Nein, das Auto war keine Option. Auch deshalb, weil er seit langem die Autoschlüssel vor ihr versteckte, damit sie nicht ohne seine Begleitung und seine Kontrolle irgendwelche Ausflüge unternahm.
Dann also mit dem Schiff.
Noch einmal schaute sie sich hinter einem Busch stehend um, vergewisserte sich, dass die Luft rein und er ihr nicht gefolgt war, um sie im letzten Moment doch einzufangen.
Sie spürte einen leisen Stupser an ihrem nackten Arm und zuckte erschrocken zusammen.

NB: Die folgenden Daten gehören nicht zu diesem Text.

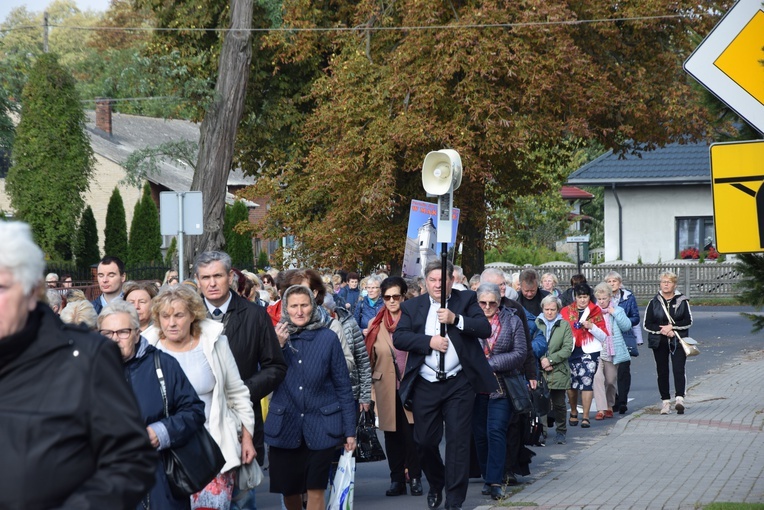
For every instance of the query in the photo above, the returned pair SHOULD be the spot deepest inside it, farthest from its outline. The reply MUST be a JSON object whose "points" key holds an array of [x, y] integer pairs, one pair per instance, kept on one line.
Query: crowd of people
{"points": [[289, 359]]}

Aber es war nur ihr Baby, das sie mit seinem winzigen Händchen berührt hatte. Immer noch hellwach lag er in seinem Tuch. Sie drückte ihn an sich, küsste ihn zärtlich auf die Stirn.
„Keine Sorge, ich gebe jetzt nicht mehr auf“, flüsterte sie ihm in sein so wundervoll duftendes Öhrchen.
Dann rannte sie los. Die letzten Meter über den knirschenden Sandpfad und schließlich leise tapsend schnell über die glatten, in der Stille knarrenden Holzplanken zum Schiff.
Endlich war sie da.
Wieder drehte sie sich um, meinte erneut, ein leises, sirenengleiches Rufen gehört zu haben.
Doch am Ufer war nichts zu sehen von ihm. Und in die andere Richtung nur der endlose Blick zum Horizont.
Kaum zu glauben, sie hatten es geschafft. Der Rest war ein Kinderspiel. Sie würde aus seinem Leben verschwinden und keine Spur hinterlassen. Vorsichtig, die Hände immer schützend über dem Kopf des Babys stieg sie in das kleine, schwankende Schiff hinab. Dann wendete sie sich zum Außenbordmotor und senkte ihn langsam ins dunkle Wasser.
Sie waren schon oft mit dem kleinen Boot hinausgefahren. Natürlich hatte er sich immer um alles gekümmert. Aber sie hatte genau aufgepasst, damit sie später wusste, was zu tun war.
Als Nächstes brauchte sie das Starterkabel. Eigentlich lag es unter dem Sitz neben dem Außenborder, aber so sehr sie dort herumkramte, sie konnte das Kabel nicht finden.
„Suchst du das hier?“, hörte sie auf einmal eine tiefe Stimme hinter sich. Seine Stimme. 
Eine Faust legte sich um ihr Herz, drückte erbarmungslos zu. Zitternd richtete sie sich auf und drehte sich um. 
Da stand er vor ihr, mit dem Kabel in der Hand. Er musste sich in der Kabine versteckt, dort auf sie gewartet haben. 
„Schatz …“, flüsterte sie mit auf einmal staubtrockenen Mund. 
Er schüttelte stumm den Kopf, wollte nichts hören, und sie wusste auch nicht, was sie ihm sagen sollte. Passierte das gerade wirklich? War sie für alle Zeit in diesem Albtraum gefangen? 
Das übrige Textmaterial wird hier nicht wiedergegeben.